Haven't go the faintest idea....

regards,

Bert

g1smd

12:33 pm on Oct 2, 2006 (gmt 0)

WebmasterWorld Senior Member 10+ Year Member Top Contributors Of The Month



The disallow removes URLs that start with what you state, and include at least all that you state.

Disallow: /abc gets rid of /abc and /abcaaa and /abcdef but cannot touch /ab or /abz etc.

Vienix

1:01 pm on Oct 2, 2006 (gmt 0)

10+ Year Member



I think in case of mr Googlebot only with the wildcard...

Anyway, I have added :

Disallow: /pictures/index.php?sessionid*

And did a removal request....

Takes 5 days....

If Google also removes index.php without the sessionid I will move it all to a new directory and start from scratch.

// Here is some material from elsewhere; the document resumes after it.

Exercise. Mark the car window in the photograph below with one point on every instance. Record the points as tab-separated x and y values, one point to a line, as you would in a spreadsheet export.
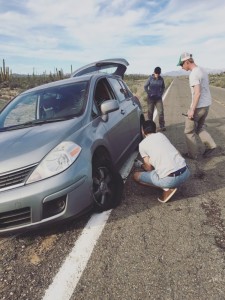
119	89
103	92
50	103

This site is a mess anyway after proxies etc :)

g1smd

1:13 pm on Oct 2, 2006 (gmt 0)

WebmasterWorld Senior Member 10+ Year Member Top Contributors Of The Month



Hi. Did you read my answer?

Vienix

2:29 am on Oct 3, 2006 (gmt 0)

10+ Year Member



Ok, that worked....

The index.php with sessionid has been dropped by Google...

with this line:

Disallow: /pictures/index.php?sessionid*

I then added this to the robots.txt:

Disallow: /pictures/*sessionid*

and tested it with the robots.txt analysis tool, and entered an url like this:

[mywidgets.com...]

To test, and the url was correctly filtered out..., No error message...

Ha, that would be easy for the removal tool, but unfortunately this message:

URLs cannot have wild cards in them (e.g. "*"). The following line contains a wild card:
DISALLOW /pictures/*sessionid*

So it seems the "ordinary" bot understands, but the removal tool doesn't....

ansible

5:02 am on Oct 3, 2006 (gmt 0)

10+ Year Member



For reference, please see this older thread on the same subject: [webmasterworld.com...]

g1smd

10:29 pm on Oct 3, 2006 (gmt 0)

WebmasterWorld Senior Member 10+ Year Member Top Contributors Of The Month



You never need the star at the END. A right-hand wildcard is ALWAYS assumed as "URLs that include at LEAST this".

The wildcard stuff should go in the User-agent: Googlebot section, and that section should ALSO include all of the stuff that was in the User-agent: * section too.